Voici ce que je prescris pour Santé Canada. Une bonne dose de
logique et de discernement, avant que cela soit également
réglementé, contribuerait peut-être à persuader le ministre de
reconsidérer la position de mon ministère.
Les remèdes efficaces, comme les bulbes de narcisse ou la prière,
ne sont pas toujours quantifiables de façon scientifique.
M. Joseph Volpe (secrétaire parlementaire du ministre de la
Santé, Lib.): Madame la Présidente, c'est sans doute moi qui vais
répondre, puisque nous sommes partis pour utiliser plusieurs
langues.
[Note de l'éditeur: Le député s'exprime en italien.]
[Traduction]
Je ne veux pas revenir sur ce que j'ai dit tout à l'heure, mais le
député a présumé de ce que j'allais dire. Je vais sans doute l'étonner.
Je vais répondre au député de Sarnia-Lambton à propos des
produits à base d'herbes médicinales au Canada. Le mandat de
Santé Canada est de veiller à ce que les médicaments qui sont sur le
marché soient inoffensifs, efficaces et de haute qualité.

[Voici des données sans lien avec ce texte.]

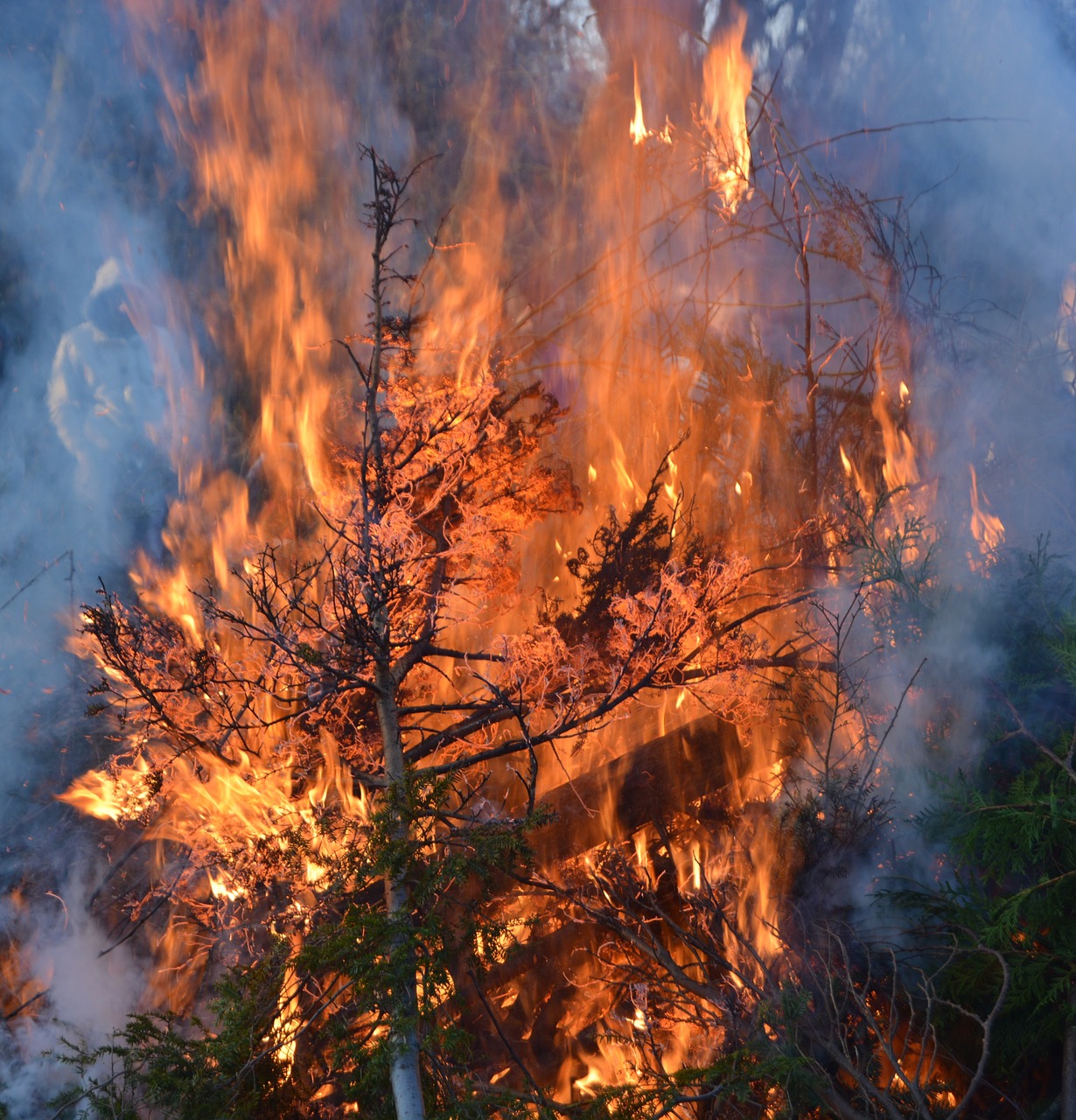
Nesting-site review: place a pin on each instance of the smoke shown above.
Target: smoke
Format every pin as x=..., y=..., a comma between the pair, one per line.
x=88, y=183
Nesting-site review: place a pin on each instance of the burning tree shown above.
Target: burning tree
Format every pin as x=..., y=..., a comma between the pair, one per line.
x=343, y=759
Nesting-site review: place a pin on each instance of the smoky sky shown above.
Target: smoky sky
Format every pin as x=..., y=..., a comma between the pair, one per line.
x=975, y=107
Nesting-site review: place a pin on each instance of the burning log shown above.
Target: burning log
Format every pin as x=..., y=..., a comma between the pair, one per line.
x=660, y=777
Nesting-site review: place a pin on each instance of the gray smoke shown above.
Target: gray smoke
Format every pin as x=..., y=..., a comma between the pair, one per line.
x=90, y=223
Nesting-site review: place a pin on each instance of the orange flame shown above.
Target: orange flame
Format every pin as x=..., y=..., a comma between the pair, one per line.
x=987, y=527
x=727, y=77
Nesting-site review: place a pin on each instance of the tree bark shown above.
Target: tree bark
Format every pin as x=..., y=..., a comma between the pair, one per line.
x=1068, y=1064
x=404, y=1076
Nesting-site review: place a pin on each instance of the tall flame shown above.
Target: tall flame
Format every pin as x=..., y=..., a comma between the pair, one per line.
x=727, y=75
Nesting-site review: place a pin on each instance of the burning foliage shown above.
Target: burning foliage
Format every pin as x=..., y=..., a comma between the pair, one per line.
x=499, y=736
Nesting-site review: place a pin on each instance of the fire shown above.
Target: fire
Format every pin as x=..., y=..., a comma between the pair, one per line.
x=637, y=129
x=260, y=132
x=727, y=76
x=987, y=527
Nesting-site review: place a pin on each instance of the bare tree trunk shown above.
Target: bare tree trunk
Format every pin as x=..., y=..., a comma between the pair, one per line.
x=1068, y=1065
x=407, y=1085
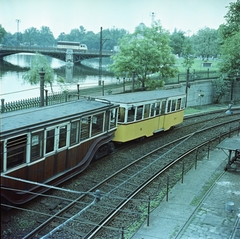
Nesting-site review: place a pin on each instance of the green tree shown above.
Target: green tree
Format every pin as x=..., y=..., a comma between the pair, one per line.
x=145, y=52
x=232, y=20
x=230, y=33
x=206, y=43
x=45, y=37
x=31, y=36
x=176, y=41
x=32, y=76
x=2, y=33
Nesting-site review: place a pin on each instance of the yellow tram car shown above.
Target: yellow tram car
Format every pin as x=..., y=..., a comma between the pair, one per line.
x=144, y=113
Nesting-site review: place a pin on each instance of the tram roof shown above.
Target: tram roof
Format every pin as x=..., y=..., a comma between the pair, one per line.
x=48, y=114
x=142, y=96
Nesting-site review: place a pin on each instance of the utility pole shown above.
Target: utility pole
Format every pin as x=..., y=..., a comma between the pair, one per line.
x=102, y=41
x=153, y=17
x=100, y=59
x=42, y=73
x=18, y=21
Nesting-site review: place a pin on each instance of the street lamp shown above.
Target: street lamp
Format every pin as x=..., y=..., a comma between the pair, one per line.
x=102, y=41
x=18, y=21
x=42, y=73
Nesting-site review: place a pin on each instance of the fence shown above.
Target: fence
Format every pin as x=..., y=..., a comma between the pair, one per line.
x=56, y=98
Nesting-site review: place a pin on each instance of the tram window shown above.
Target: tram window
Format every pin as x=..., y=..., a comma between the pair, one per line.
x=178, y=104
x=169, y=106
x=113, y=118
x=121, y=115
x=173, y=107
x=163, y=108
x=50, y=140
x=36, y=145
x=1, y=155
x=152, y=110
x=158, y=107
x=183, y=103
x=97, y=124
x=16, y=151
x=146, y=111
x=131, y=113
x=62, y=136
x=139, y=112
x=74, y=133
x=85, y=128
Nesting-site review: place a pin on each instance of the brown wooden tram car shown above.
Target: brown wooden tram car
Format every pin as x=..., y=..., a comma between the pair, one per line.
x=51, y=144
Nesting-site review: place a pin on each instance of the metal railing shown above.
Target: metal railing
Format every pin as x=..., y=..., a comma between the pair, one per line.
x=60, y=97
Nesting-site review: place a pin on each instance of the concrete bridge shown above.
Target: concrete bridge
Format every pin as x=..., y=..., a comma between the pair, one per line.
x=61, y=54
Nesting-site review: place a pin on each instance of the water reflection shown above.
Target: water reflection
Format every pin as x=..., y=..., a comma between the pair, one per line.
x=15, y=66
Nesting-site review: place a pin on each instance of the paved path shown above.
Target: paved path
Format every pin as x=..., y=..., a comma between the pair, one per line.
x=216, y=218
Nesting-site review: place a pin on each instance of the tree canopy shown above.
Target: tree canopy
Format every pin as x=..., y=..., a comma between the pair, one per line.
x=145, y=52
x=230, y=48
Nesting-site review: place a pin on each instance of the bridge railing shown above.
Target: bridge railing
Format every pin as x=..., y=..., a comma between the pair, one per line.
x=51, y=99
x=51, y=49
x=60, y=97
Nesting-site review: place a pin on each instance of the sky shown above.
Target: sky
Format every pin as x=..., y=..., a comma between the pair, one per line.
x=65, y=15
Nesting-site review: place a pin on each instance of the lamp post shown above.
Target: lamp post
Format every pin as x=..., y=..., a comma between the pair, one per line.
x=102, y=41
x=18, y=21
x=42, y=73
x=187, y=86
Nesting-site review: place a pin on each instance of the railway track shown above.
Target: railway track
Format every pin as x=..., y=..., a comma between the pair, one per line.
x=119, y=189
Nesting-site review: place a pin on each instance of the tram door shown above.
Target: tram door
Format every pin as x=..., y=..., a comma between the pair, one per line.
x=160, y=110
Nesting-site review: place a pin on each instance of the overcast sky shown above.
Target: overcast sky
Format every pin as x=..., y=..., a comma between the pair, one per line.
x=64, y=15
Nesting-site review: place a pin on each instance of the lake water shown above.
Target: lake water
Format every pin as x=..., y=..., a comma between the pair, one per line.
x=12, y=69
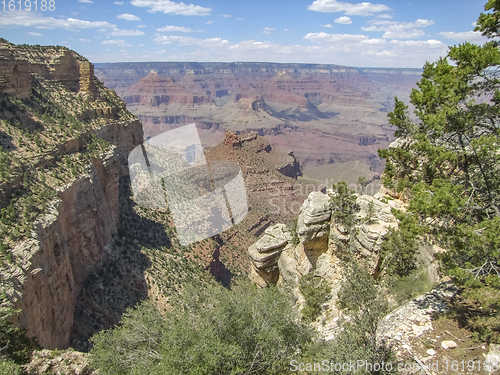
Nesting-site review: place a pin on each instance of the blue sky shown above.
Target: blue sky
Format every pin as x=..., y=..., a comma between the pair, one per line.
x=385, y=33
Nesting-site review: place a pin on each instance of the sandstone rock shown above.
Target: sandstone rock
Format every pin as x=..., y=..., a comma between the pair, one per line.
x=449, y=344
x=398, y=327
x=265, y=254
x=274, y=238
x=67, y=362
x=313, y=223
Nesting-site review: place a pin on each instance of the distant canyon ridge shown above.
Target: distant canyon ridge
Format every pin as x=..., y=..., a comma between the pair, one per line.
x=326, y=114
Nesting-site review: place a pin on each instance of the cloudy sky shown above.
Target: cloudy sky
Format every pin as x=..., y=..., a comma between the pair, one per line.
x=385, y=33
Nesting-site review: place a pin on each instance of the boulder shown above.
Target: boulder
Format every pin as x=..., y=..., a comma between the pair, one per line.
x=313, y=224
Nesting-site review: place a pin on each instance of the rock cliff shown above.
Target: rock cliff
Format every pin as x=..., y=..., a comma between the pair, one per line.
x=70, y=139
x=325, y=113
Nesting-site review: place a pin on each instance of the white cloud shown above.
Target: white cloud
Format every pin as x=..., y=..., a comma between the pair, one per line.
x=399, y=30
x=181, y=29
x=464, y=36
x=334, y=38
x=37, y=20
x=118, y=42
x=171, y=7
x=343, y=20
x=360, y=9
x=117, y=32
x=128, y=17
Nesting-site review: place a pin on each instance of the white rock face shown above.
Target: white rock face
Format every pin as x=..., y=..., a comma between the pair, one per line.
x=313, y=224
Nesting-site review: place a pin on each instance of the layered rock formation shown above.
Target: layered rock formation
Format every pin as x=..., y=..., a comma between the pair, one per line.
x=70, y=237
x=321, y=243
x=325, y=113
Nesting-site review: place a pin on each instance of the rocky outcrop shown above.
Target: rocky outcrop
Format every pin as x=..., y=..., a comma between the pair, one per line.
x=284, y=161
x=72, y=236
x=414, y=318
x=15, y=74
x=67, y=362
x=67, y=243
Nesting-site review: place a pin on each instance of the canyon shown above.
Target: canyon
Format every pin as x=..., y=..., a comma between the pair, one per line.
x=326, y=114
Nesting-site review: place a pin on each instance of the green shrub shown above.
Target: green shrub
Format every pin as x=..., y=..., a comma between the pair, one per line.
x=407, y=287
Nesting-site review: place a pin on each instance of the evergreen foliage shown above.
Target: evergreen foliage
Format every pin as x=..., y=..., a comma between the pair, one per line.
x=316, y=291
x=212, y=331
x=15, y=346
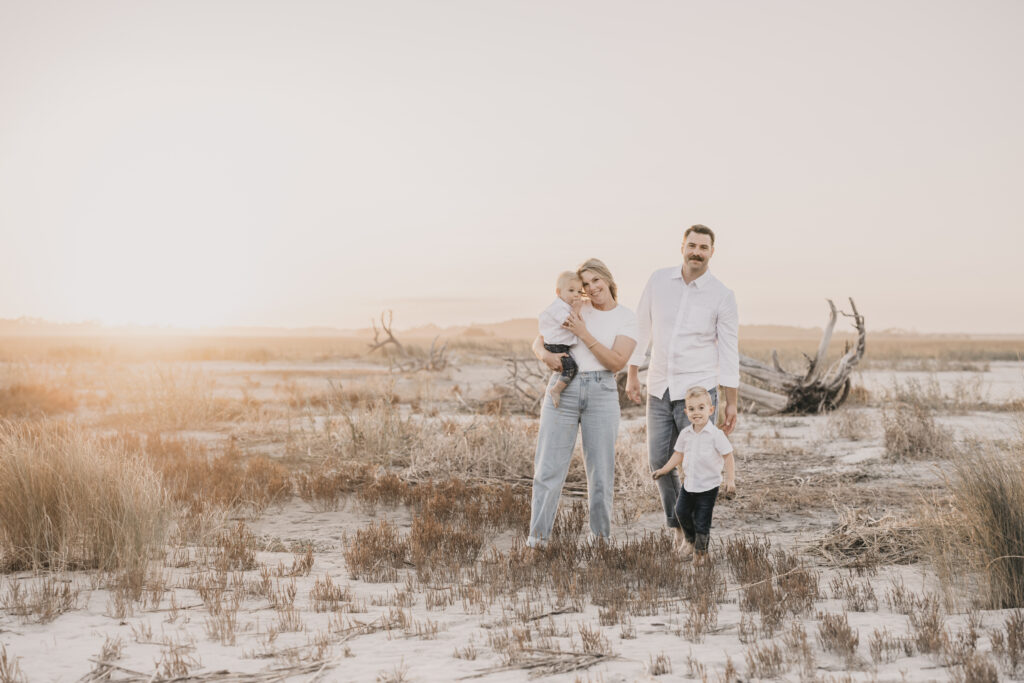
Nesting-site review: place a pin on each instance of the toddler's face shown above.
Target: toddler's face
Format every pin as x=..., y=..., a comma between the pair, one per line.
x=698, y=411
x=571, y=292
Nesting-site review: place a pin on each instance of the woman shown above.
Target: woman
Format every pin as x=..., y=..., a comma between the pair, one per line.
x=607, y=334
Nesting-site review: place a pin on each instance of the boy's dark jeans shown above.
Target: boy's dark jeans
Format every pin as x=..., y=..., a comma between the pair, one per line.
x=569, y=369
x=693, y=513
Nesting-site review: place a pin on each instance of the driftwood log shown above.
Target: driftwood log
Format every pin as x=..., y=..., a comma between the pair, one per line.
x=817, y=390
x=436, y=358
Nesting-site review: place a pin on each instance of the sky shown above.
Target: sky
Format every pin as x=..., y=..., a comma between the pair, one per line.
x=253, y=163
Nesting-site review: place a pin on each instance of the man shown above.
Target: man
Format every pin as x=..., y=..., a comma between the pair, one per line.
x=689, y=319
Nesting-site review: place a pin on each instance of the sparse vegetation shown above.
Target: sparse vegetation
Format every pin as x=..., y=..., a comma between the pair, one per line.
x=422, y=485
x=69, y=500
x=912, y=433
x=980, y=535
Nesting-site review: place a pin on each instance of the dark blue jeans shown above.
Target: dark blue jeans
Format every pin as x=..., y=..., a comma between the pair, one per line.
x=693, y=512
x=665, y=420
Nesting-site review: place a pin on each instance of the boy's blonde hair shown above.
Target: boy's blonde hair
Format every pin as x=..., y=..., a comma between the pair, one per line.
x=565, y=278
x=698, y=392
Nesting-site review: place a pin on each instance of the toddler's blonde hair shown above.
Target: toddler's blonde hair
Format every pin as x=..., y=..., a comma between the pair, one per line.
x=698, y=392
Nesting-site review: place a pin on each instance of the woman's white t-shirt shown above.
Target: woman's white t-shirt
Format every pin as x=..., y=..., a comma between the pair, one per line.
x=604, y=326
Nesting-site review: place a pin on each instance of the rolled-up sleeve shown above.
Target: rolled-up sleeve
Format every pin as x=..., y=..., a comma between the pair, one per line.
x=643, y=319
x=728, y=342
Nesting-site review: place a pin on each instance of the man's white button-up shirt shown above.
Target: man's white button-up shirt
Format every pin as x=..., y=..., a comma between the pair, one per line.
x=692, y=331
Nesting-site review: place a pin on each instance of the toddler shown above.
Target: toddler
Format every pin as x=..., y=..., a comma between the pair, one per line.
x=556, y=338
x=702, y=450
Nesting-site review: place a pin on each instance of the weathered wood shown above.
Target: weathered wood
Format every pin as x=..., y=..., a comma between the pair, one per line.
x=436, y=358
x=819, y=389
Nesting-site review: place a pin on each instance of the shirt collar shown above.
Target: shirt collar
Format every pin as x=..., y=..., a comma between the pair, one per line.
x=710, y=427
x=699, y=283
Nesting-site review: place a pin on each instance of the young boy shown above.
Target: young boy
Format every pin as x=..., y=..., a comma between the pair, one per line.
x=556, y=338
x=702, y=450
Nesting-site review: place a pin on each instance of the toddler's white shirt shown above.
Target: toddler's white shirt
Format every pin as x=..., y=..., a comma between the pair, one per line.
x=550, y=324
x=702, y=461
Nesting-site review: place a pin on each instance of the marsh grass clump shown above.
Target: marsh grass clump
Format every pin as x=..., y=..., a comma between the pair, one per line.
x=10, y=670
x=836, y=635
x=376, y=553
x=773, y=583
x=928, y=630
x=165, y=397
x=36, y=399
x=41, y=602
x=381, y=432
x=326, y=488
x=981, y=532
x=849, y=424
x=857, y=596
x=230, y=479
x=237, y=549
x=69, y=501
x=766, y=660
x=912, y=433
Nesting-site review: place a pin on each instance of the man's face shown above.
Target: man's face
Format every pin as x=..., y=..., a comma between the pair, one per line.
x=697, y=250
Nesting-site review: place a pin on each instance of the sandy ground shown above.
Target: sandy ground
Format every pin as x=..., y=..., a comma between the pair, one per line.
x=795, y=455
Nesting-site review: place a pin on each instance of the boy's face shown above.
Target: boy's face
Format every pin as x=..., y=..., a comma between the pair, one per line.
x=571, y=292
x=698, y=411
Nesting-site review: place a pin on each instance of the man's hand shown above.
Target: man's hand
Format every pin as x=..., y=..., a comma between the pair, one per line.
x=633, y=385
x=730, y=417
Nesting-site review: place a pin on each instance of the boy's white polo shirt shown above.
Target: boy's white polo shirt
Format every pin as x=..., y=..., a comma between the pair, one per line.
x=702, y=461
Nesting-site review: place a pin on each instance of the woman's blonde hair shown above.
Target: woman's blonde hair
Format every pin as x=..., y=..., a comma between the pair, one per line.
x=597, y=266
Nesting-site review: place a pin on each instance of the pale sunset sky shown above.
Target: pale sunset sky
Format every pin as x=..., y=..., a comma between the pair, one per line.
x=254, y=163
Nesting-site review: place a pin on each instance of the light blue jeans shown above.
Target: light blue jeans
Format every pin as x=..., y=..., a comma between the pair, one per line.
x=588, y=404
x=665, y=420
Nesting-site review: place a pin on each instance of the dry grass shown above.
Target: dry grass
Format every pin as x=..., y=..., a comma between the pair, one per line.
x=230, y=479
x=860, y=541
x=850, y=424
x=911, y=433
x=19, y=400
x=42, y=601
x=10, y=670
x=836, y=635
x=980, y=535
x=70, y=501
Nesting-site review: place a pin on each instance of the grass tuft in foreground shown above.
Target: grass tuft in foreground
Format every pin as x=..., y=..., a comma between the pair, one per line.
x=69, y=500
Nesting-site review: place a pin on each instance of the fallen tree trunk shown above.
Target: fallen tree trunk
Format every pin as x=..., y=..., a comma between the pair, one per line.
x=817, y=390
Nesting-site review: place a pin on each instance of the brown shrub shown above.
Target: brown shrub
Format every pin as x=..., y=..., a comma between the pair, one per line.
x=835, y=635
x=376, y=553
x=911, y=433
x=980, y=534
x=19, y=400
x=71, y=501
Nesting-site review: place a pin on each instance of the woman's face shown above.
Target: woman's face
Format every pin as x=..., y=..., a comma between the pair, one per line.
x=595, y=288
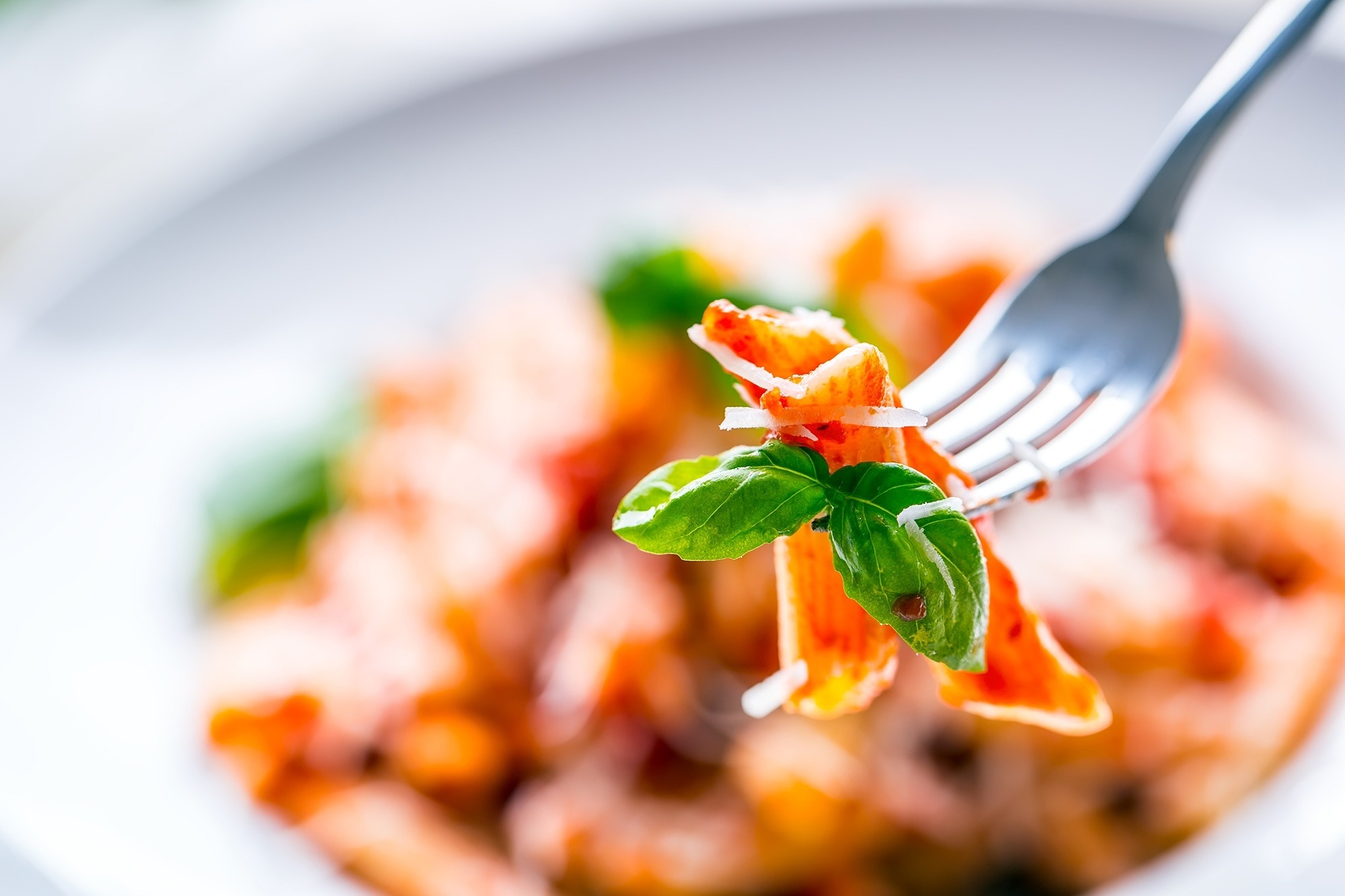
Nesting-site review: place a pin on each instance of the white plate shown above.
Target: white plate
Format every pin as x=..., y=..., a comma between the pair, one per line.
x=128, y=393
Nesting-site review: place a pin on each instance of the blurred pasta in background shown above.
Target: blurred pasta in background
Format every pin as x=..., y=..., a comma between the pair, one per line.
x=431, y=654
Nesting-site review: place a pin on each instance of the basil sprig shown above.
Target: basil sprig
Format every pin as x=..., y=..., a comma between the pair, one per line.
x=931, y=589
x=723, y=507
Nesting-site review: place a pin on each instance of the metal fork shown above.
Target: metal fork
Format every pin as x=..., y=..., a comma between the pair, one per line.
x=1056, y=365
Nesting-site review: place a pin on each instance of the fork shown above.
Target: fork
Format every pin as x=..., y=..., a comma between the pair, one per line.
x=1059, y=364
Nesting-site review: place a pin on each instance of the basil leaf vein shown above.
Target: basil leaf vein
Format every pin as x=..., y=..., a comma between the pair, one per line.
x=882, y=564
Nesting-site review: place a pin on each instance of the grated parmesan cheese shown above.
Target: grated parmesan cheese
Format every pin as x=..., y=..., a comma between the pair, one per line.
x=921, y=512
x=930, y=551
x=742, y=368
x=767, y=696
x=852, y=415
x=746, y=396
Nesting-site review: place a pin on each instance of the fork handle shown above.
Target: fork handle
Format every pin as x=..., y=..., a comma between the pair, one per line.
x=1269, y=38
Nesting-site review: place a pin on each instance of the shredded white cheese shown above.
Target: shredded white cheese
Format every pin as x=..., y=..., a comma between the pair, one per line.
x=930, y=551
x=820, y=318
x=746, y=396
x=1028, y=452
x=921, y=512
x=853, y=415
x=746, y=369
x=767, y=696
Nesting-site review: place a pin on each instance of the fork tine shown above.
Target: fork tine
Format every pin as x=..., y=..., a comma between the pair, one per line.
x=997, y=397
x=1047, y=408
x=1079, y=442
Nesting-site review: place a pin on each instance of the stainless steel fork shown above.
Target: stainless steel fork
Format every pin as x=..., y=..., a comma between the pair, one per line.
x=1056, y=365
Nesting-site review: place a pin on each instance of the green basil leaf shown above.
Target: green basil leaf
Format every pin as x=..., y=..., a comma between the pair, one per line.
x=263, y=512
x=883, y=565
x=723, y=507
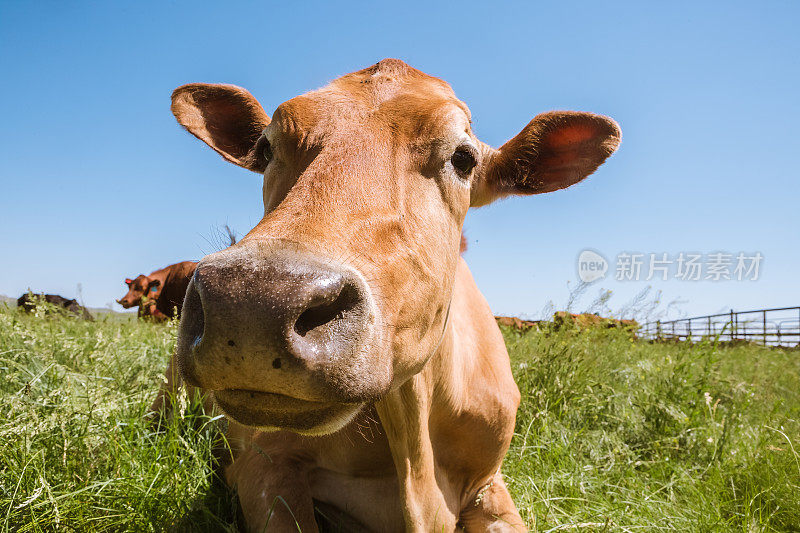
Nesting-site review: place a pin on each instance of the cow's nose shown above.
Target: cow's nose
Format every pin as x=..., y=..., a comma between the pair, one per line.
x=247, y=317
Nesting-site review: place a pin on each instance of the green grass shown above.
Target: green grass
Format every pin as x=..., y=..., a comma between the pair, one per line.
x=612, y=434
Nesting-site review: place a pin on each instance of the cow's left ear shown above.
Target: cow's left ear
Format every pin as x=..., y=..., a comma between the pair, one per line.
x=227, y=118
x=555, y=150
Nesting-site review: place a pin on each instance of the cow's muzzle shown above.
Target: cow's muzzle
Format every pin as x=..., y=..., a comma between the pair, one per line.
x=281, y=336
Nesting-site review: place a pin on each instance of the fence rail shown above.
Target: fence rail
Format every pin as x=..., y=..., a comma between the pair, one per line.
x=772, y=327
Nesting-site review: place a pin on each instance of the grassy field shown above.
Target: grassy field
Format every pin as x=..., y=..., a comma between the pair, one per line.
x=613, y=434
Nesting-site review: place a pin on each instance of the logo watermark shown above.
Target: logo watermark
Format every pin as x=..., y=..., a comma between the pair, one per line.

Nous n'entendons pas restreindre la liberté de choix, mais veiller
à ce que les choix puissent se faire sans préoccupation quant à
l'efficacité et à l'innocuité des produits. Tout produit à base
d'herbes présenté au consommateur comme produit à usage
médicinal doit avoir une identification numérique, le DIN. Si un
produit a un DIN, les Canadiens peuvent avoir l'assurance que le
gouvernement fédéral en a vérifié l'innocuité et l'efficacité.
Il faut signaler que c'est l'importateur qui doit s'assurer que ses
produits sont conformes à la réglementation. Il y a sur le marché des
milliers de produits en règle. Santé Canada encourage l'industrie
des herbes médicinales à faire des propositions au sujet de
l'utilisation acceptable de divers produits à base d'herbes.
Pour répondre aux nombreuses demandes de listes d'herbes et de
produits dérivés qui pourraient être refusés par les services
douaniers, notre ministère est en train d'élaborer un système qui
donnera une information plus sûre et plus transparente sur les
produits autorisés au Canada.
[Note de l'éditeur: Le député s'exprime en italien.]
9917
[Français]
La présidente suppléante (Mme Ringuette-Maltais): La
motion portant que la Chambre s'ajourne maintenant est réputée
adoptée.
La Chambre demeure donc ajournée jusqu'à demain, à 10 heures,
conformément à l'article 24(1) du Règlement.